Upon a motion for directed verdict made at the close of a plaintiff's case, the moving party admits not only the facts adduced, but every conclusion favorable to his adversary fairly and reasonably inferable therefrom. McCabe v. Watson, Fla.App. 1969, 225 So.2d 346; Chowning v. Pierce, Fla.App. 1965, 174 So.2d 42; and Deese v. White Belt Dairy Farms, Inc., Fla.App. 1964, 160 So.2d 543. Applying this rule to the circumstantial evidence adduced by appellant, particularly in regard to her affirmatively showing that the bottle which exploded was not improperly handled after it left the possession and control of appellee, we are of the opinion that it was sufficient to call into play the doctrine of res ipsa loquitur. For res ipsa loquitur to be applicable, all that is needed is evidence from which reasonable persons could say that on the whole it is more likely that there was negligence associated with the cause of the exploding bottle than there was not.
In the instant case, we are of the opinion that appellant introduced sufficient evidence to preclude the trial court from saying that the jury could not reasonably infer such a conclusion.

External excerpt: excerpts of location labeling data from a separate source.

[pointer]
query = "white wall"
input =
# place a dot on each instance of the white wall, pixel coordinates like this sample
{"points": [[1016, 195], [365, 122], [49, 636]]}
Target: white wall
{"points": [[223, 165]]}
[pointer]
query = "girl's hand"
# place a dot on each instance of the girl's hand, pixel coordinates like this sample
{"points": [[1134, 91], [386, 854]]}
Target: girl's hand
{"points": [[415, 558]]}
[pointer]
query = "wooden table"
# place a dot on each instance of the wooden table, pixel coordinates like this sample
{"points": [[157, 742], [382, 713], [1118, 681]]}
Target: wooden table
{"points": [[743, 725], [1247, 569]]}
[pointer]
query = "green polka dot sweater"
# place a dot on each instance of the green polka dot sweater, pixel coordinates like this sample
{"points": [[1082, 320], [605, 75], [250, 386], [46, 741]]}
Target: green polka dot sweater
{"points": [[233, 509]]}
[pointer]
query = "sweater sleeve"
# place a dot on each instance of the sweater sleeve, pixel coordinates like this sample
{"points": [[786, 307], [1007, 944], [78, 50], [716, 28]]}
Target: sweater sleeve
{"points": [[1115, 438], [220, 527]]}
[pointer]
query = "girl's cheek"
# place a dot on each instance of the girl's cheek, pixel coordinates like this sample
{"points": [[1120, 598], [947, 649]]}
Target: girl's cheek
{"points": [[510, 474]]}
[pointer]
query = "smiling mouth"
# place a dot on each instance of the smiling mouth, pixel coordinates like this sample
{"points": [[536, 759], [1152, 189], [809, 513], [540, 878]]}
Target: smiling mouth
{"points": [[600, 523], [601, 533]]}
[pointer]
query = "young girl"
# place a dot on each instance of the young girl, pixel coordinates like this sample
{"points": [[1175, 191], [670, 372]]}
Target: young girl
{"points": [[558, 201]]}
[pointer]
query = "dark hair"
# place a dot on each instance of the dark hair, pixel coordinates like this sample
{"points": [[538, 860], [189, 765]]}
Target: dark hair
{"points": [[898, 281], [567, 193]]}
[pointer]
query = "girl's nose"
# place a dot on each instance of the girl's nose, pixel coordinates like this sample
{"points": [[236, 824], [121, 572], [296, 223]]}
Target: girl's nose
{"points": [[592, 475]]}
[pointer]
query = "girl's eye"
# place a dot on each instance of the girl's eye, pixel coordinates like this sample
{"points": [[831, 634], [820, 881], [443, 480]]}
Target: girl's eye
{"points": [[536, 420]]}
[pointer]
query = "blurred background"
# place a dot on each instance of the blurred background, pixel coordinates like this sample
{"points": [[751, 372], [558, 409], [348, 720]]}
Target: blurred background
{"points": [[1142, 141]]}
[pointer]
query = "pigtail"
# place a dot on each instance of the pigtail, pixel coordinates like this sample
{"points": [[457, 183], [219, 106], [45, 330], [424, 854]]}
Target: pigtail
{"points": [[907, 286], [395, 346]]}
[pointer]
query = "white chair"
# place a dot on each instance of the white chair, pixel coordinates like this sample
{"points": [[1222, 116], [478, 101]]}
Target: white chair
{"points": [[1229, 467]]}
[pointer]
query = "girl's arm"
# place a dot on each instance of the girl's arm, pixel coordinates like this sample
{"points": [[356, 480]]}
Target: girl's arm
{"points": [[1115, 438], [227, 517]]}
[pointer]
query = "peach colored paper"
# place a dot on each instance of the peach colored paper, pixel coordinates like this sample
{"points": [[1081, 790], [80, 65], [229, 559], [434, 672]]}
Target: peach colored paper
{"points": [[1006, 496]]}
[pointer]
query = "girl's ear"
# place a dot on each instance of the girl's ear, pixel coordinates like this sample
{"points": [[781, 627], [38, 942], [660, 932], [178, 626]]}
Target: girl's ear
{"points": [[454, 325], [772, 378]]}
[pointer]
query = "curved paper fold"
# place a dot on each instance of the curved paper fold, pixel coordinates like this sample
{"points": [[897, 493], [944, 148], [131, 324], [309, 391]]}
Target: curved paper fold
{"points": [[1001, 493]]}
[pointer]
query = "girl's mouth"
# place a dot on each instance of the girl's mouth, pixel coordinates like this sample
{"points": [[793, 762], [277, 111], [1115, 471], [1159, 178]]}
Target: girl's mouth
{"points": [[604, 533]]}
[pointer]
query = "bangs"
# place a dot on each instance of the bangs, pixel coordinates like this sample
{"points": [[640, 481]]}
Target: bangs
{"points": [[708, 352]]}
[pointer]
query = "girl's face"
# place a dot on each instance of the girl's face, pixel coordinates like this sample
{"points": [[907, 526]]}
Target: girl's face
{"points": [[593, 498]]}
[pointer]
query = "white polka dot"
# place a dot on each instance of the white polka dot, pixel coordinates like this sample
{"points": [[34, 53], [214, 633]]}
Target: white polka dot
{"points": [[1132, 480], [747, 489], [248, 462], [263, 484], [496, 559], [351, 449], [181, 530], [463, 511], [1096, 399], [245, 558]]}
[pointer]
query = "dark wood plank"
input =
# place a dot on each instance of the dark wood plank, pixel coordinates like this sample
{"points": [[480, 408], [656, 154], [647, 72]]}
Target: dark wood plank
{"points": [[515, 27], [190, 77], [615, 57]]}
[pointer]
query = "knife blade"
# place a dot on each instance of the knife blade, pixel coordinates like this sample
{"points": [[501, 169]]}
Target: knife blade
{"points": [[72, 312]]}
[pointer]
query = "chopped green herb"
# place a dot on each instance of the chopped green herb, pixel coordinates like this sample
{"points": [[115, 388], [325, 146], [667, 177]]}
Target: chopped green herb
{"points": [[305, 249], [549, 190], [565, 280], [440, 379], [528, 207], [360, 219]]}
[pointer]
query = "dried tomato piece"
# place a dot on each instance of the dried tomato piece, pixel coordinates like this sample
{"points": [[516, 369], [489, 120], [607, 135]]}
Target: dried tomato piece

As pointed out in Groves, supra, a plaintiff is not required to do the impossible by accounting for every moment of a bottle's existence from the time it leaves a defendant manufacturer's possession and control; it is enough if he produces sufficient evidence of careful handling in general, and of the absence of unusual incidents, to permit reasonable persons on the jury to conclude that, more likely than not, the explosion was due to the defendant's negligence.
Because we have decided that the doctrine of res ipsa loquitur applies in the instant case, we are led to the conclusion that the trial court erred in granting appellee's motion for a directed verdict at the close of appellant's case. However, this opinion should not in any way be construed as commenting on the ultimate outcome of this matter. Further, having reached this decision, it is unnecessary for us to consider the other points raised on appeal by appellant.
We have considered the record, all points in the briefs, and arguments of counsel in the light of the controlling principles of law and have concluded that reversible error has been demonstrated. Therefore, for the reasons stated and upon the authorities cited, the final judgment appealed is reversed.